Auteur de cinq buts en dix matches de championnat - plus deux en Coupe de la Ligue à Brest -, l'Argentin à l'ascendance croate a pris une cadence (42% de ses tirs font mouche) justifiant son surnom de "Super Dario".

Claude Puel a apprécié, dimanche devant Toulouse, "le meilleur match" de sa recrue, qui a célébré son but (1-0/13e j.) en suçant son pouce, annonce mimée de la future naissance de sa fille.
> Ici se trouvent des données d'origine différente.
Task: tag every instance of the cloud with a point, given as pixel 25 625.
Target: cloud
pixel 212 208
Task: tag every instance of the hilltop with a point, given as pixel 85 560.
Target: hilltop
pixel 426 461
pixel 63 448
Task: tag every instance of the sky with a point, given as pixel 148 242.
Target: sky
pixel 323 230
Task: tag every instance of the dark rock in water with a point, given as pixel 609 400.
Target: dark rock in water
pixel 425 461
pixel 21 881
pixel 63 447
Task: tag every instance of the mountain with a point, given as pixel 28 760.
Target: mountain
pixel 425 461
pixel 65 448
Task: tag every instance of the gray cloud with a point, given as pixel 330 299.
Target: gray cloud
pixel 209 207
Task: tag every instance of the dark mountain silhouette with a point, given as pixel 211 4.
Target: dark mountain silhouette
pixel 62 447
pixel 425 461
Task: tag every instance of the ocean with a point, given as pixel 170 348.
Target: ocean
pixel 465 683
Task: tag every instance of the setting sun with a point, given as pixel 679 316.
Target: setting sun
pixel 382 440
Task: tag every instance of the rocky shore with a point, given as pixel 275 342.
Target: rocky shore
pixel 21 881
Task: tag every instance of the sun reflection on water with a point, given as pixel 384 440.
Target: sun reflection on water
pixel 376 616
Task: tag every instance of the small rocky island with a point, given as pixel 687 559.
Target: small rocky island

"Il sait garder le ballon et possède la gestuelle du buteur. Il va crescendo et a encore une bonne marge de progression", estime l'entraîneur, persuadé que cet attaquant au format (1,74 m pour 72 kg) aussi atypique que le parcours (Banfield, Ajax, Pachuca, Boca Juniors) "en a encore en magasin".
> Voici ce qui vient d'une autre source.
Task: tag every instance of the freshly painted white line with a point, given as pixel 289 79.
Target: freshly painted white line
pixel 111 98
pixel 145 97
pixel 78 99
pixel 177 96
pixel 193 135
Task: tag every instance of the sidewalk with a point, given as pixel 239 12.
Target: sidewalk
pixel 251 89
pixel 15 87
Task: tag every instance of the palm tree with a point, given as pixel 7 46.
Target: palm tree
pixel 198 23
"Ce n'est ni Pauleta, ni Trezeguet. Mais il est malin, intelligent et met beaucoup d'énergie à garder le ballon, il deviendra rapidement le chouchou du Ray", avait dit Renato Civelli de son compagnon de formation à Banfield et ami dans la vie.

Auparavant, un certain Marco Van Basten avait lui aussi flashé sur cet attaquant à l'ancienne, quitte à faire débourser à l'Ajax 7,5 millions d'euros pour l'engager en 2008 pour quatre ans.

"Cocon latino"
Cvitanich a été prêté en 2009 à Pachuca (Mexique), le temps de remporter la Ligue des Champions de la Concacaf, puis à Boca Juniors avec une finale en Copa Libertadores (défaite devant les Brésiliens de Corinthians) et le titre argentin, son "meilleur souvenir".
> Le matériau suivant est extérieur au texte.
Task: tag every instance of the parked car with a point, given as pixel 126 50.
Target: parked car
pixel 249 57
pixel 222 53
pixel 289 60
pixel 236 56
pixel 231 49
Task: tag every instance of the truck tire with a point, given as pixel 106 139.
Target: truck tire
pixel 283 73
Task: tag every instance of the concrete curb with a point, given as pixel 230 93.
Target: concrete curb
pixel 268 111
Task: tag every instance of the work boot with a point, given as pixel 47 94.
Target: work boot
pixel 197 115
Taiseux d'apparence mais bavard sur Twitter, ce fan de Tevez s'est exprimé samedi. "Je suis un numéro 9 atypique dans un championnat très physique, je ne suis ni très grand, ni très costaud. Je joue sur la vivacité. Je dois être là pour sauter sur le moindre ballon qui traîne, sur la moindre occasion", a-t-il admis.

"Souvent les attaquants sud-américains ont besoin de temps pour s'acclimater, raconte Eric Bauthéac. Au début, on avait du mal à le trouver et lui à comprendre nos passes. Le travail d'ajustement aux entraînements paie. Je pense que notre cocon latino (Civelli, Ospina, Férnandez, NDLR) a facilité son adaptation".

"Il a déjà joué en Europe, cela aide, complète Civelli. Il commence à parler français et vit très bien dans le vestiaire. Il n'est pas discret, ni introverti. Ce n'est pas un leader non plus, il est juste réservé. Cela ne l'empêche pas d'être chambreur".

Ni d'être un attaquant précieux dans la construction et à fort tempérament capable de réussir une Panenka sur penalty (Montpellier 3-1/10e j.), une semaine après un échec dans l'exercice devant l'ASSE (1-1).

Buteur tout terrain (cinq de ses sept buts ont été inscrits en déplacement), Dario Cvitanich a très envie de réussir son retour en Europe. Le stade Bonal, où pas un Niçois n'a marqué depuis cinq ans, constitue un nouveau défi.